INTERVIEW Yves Boyer, directeur adjoint de la Fondation pour la recherche stratégique, explique à «20 Minutes» pourquoi la France intervient contre Daesh en Irak et pas en Syrie…
Un nouveau front contre Daesh. Dans la nuit de lundi à ce mardi, des raids aériens ont pour la première fois été menés par les pays appartenant à la coalition internationale mise en place pour combattre le groupe islamiste en Syrie. Cependant, la France n’y a pas pris part. A la veille du débat, prévu mercredi à l’Assemblée nationale, sur les frappes aériennes, Yves Boyer, directeur adjoint de la Fondation pour la recherche stratégique et spécialiste de géopolitique, explique à 20 Minutes les raisons de cet engagement limité à l’Irak.
Pourquoi la France n’a-t-elle pas participé aux premières frappes de la coalition contre les cibles de Daesh en Syrie?
Il y a deux impératifs. D’abord un impératif politique. Pour intervenir militairement sur le territoire d’un pays souverain, il faut un accord des autorités de ce pays. Bagdad a demandé une intervention des pays membres de la coalition, mais pas Damas. De plus, la position officielle de la France depuis plusieurs années maintenant est de ne pas reconnaître la légitimité du gouvernement de Bachar el-Assad. Or, lui demander l’autorisation d’intervenir militairement serait lui reconnaître cette légitimité.
Quel est le second impératif?
Il s’agit d’un impératif militaire. La France est le seul pays européen à s’être joint aux Américains dans leur campagne aérienne contre Daesh, avec une douzaine de Rafales positionnés sur la base aérienne al-Dhafra, à Abu Dhabi. Mais, s’il est possible pour la France d’agir -avec un volume de frappes suffisant pour affaiblir Daesh-, elle ne peut pas agir partout. Et, comme il y a une coalition politique, mais pas de coalition militaire (chaque pays a son propre commandement militaire, il n’y a pas de centre de commandement commun), elle a choisi de se concentrer uniquement sur des positions de Daesh en Irak.
Même si la France n’y participe pas, ces bombardements peuvent-ils mettre un peu plus en danger la vie des ressortissants français, et notamment de l’otage retenu par Jund al-Khilafa en Algérie?

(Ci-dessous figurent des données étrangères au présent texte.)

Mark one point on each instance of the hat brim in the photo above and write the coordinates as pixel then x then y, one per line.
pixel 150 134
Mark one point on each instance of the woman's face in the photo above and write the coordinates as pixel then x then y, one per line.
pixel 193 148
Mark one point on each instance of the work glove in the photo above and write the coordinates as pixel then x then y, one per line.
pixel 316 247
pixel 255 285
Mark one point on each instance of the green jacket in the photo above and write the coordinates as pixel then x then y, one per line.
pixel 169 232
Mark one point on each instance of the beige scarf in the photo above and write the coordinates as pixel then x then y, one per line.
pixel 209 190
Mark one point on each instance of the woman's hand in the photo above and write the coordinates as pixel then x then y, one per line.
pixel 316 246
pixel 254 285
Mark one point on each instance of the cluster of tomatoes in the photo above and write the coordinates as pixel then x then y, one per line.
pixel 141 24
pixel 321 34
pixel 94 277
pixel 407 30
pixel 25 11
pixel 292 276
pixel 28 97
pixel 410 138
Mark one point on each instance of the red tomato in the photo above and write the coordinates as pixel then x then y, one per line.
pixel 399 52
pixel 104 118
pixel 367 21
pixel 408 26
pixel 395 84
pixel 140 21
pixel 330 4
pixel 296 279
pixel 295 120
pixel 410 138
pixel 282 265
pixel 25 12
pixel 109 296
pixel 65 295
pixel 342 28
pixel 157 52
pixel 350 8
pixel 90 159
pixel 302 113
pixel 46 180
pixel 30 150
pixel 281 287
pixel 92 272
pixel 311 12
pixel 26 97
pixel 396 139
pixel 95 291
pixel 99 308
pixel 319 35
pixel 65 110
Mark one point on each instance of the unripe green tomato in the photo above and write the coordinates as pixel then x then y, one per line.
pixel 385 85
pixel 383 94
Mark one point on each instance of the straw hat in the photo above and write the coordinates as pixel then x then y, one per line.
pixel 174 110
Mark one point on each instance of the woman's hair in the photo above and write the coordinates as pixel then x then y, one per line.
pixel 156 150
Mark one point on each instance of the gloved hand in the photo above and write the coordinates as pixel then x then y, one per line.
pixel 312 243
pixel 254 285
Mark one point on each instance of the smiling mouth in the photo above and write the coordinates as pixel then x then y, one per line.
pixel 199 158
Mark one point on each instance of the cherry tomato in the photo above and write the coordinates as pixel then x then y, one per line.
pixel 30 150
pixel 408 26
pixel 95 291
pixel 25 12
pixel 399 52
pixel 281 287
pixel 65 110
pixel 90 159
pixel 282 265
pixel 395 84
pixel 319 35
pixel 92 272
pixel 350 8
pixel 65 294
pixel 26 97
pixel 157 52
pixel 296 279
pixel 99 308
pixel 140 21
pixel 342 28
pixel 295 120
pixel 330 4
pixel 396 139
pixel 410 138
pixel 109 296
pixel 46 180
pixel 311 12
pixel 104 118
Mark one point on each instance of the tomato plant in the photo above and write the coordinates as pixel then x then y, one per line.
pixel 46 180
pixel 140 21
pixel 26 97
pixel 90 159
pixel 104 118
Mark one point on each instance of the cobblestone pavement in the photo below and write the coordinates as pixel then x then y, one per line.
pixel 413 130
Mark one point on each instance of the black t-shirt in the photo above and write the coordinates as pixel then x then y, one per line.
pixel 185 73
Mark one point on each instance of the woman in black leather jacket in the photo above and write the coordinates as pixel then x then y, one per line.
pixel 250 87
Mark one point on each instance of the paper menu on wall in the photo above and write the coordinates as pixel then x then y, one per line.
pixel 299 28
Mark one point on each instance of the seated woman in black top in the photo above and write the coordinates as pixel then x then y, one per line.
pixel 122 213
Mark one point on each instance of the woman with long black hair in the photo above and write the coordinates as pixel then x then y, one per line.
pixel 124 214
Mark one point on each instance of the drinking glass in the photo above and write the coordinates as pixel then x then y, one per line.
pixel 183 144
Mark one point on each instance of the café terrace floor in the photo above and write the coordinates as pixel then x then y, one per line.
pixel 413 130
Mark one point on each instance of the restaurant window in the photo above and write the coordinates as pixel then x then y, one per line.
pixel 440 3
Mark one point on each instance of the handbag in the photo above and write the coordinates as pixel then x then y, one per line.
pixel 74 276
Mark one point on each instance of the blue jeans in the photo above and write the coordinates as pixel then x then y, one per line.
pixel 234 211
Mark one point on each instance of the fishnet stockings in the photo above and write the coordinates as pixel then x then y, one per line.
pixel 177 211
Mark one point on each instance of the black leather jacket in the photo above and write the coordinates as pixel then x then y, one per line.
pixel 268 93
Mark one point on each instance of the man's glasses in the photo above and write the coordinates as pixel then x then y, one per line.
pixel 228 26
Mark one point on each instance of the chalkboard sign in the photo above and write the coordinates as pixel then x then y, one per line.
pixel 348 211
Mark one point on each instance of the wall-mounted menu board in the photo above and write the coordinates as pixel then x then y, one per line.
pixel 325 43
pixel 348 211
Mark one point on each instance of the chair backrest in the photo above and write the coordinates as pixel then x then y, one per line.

Ces djihadistes sont sans foi ni loi et tous les prétextes sont bons pour tuer des «mécréants» comme ils disent. Mais il ne faut pas entrer dans leur logique. Les menaces et l’intimidation font partie de ce genre de conflit -on se rappelle de Saddam Hussein qui parlait de «mère de toutes les batailles» pour désigner la confrontation entre l’Irak et la coalition réunie par Washington en 1991-, et modifier notre politique signifierait que nous avons peur d’eux. Même si c’est dramatique pour nos otages, ce n’est pas l’émotion qui gouverne la politique extérieure. C’est pourquoi les termes de l’intervention française contre Daesh ne devraient pas changer.